Nach meiner Auffassung ist Philosophie, wenn sie ernsthaft betrieben wird, eine Wissenschaft. Allerdings ist sie eine Wissenschaft mit besonderer Eigenart. Sie ist keine Wissenschaftsdisziplin (ein wissenschaftliches Fachgebiet) mit einem Gegenstandsbereich, der einfach neben Gegenstandsbereichen von Einzelwissenschaften aufgereiht werden kann.

Eine Untersuchung erfordert ein Verständnis, was zum einen Wissenschaft, zum anderen Philosophie ist. Mit einem Versuch der Beantwortung dieser beiden Fragen findet philosophisches Denken statt. Ich versuche die Begriffe ungefähr zu umreißen, weil es schwierig ist, genaue, allgemeine und trennscharfe Definitionen zu finden, insbesondere des Begriffes »Wissenschaft« .
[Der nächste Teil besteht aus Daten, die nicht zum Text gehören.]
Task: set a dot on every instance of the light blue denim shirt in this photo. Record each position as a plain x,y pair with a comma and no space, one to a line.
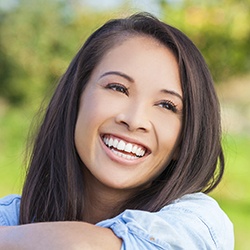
193,222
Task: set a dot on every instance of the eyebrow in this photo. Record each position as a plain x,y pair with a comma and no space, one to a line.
129,78
171,92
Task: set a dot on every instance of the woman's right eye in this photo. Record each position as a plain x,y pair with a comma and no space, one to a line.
118,87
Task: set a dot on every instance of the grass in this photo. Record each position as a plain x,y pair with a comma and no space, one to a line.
233,194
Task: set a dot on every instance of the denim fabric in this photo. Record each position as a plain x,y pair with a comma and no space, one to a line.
193,222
Wissenschaft ist eine rationale forschende und Ergebnisse darstellende Tätigkeit, die auf Wissen zielt, zu grundsätzlich nachvollziehbarer Begründung bereit ist sowie größere Zusammenhänge berücksichtigen und Verküpfungen herstellen kann (durch Entwicklung von Theorien, die Wissen in systematischer Form zusammenzufassen und Sachverhalte besser zu verstehen versuchen).
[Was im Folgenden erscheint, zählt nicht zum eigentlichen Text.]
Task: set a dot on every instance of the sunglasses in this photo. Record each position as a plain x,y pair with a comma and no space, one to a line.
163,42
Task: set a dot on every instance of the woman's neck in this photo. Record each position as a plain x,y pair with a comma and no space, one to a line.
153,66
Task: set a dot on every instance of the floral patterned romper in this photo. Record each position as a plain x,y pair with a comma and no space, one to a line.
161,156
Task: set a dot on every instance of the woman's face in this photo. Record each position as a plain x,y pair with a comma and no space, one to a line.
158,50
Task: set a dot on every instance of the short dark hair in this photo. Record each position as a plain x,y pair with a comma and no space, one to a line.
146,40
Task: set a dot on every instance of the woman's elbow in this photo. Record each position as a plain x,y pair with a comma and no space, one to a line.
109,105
Philosophie besteht darin, Dingen denkend auf den Grund zu gehen. Philosophie strebt nach Erkenntnis durch vernünftiges Nachdenken.

Philosophie geht grundsätzlichen Fragen nach und untersucht im Zusammenhang, ohne Bedingtheiten einfach ungeprüft und als selbstverständlich auszuklammern. Daher stellt sie auch die Bedingungen der Möglichkeit von Erkenntnissen und die Voraussetzungen in Frage, von denen Menschen im Alltag und in der Praxis der Einzelwissenschaften ausgehen. Philosophie nimmt nicht einfach Annahmen ohne weiteres als gegebene Tatsachen hin.
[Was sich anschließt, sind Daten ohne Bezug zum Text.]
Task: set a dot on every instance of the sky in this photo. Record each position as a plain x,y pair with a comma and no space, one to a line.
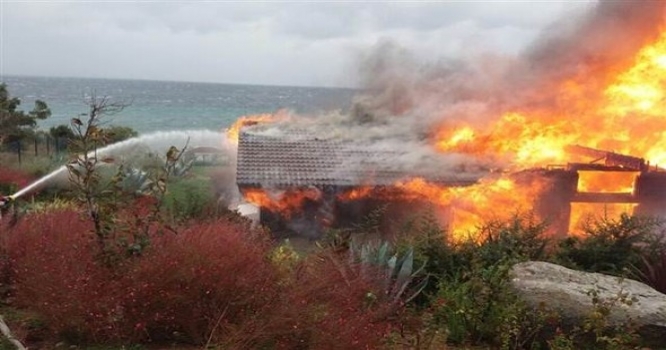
313,43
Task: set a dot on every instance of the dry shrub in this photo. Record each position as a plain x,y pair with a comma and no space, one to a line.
192,284
211,283
180,289
53,271
333,303
12,179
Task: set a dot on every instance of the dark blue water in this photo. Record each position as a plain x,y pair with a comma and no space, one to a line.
161,106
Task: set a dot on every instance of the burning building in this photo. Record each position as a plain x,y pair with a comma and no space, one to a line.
304,182
484,138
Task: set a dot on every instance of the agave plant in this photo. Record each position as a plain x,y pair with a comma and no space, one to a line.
399,271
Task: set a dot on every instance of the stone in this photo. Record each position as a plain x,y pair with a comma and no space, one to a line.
569,292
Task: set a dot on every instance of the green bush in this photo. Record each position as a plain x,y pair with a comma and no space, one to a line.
611,246
188,198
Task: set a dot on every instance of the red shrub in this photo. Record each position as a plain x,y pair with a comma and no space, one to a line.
12,180
54,272
332,305
207,275
212,281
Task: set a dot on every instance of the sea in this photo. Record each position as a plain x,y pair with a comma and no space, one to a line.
166,106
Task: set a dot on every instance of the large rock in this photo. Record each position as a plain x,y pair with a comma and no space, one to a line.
568,291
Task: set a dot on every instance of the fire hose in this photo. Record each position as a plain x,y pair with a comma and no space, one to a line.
6,202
Philosophie ist eine Grundlagenwissenschaft. Sie beschäftigt sich sowohl mit dem Sein und dem Erkennen (theoretische Philosophie) als auch mit dem Handeln (praktische Philosophie).

Philosophie als Ganzes ist mehr als Durchdenken, Darstellung und Erkärung vergangener philosophischer Gedanken (auch als Wissenschafstdisziplin gibt es in ihr an Hochschulen nicht nur Lehrstühle für Philosophiegeschichte, sondern z. B. auch für Systematische Philosophie).

Philosophie gilt an Universitäten als Wissenschaft, die dort gelehrt wird.

Platon hielt Erkenntnis (griechisch: ἐπιστήμη [episteme]) für ein Ziel von Philosophie. Johann Gottlieb Fichte nannte die Darstellung seines philosophischen Systems „Grundlage der gesamten Wissenschaftslehre“ und schrieb ab 1794 eine Reihe verschiedener Fassungen. Georg Wilhelm Friedrich Hegel verstand seine Philosophie als Wissenschaft des Absoluten. Ein Werk von ihm heißt „Wissenschaft der Logik“.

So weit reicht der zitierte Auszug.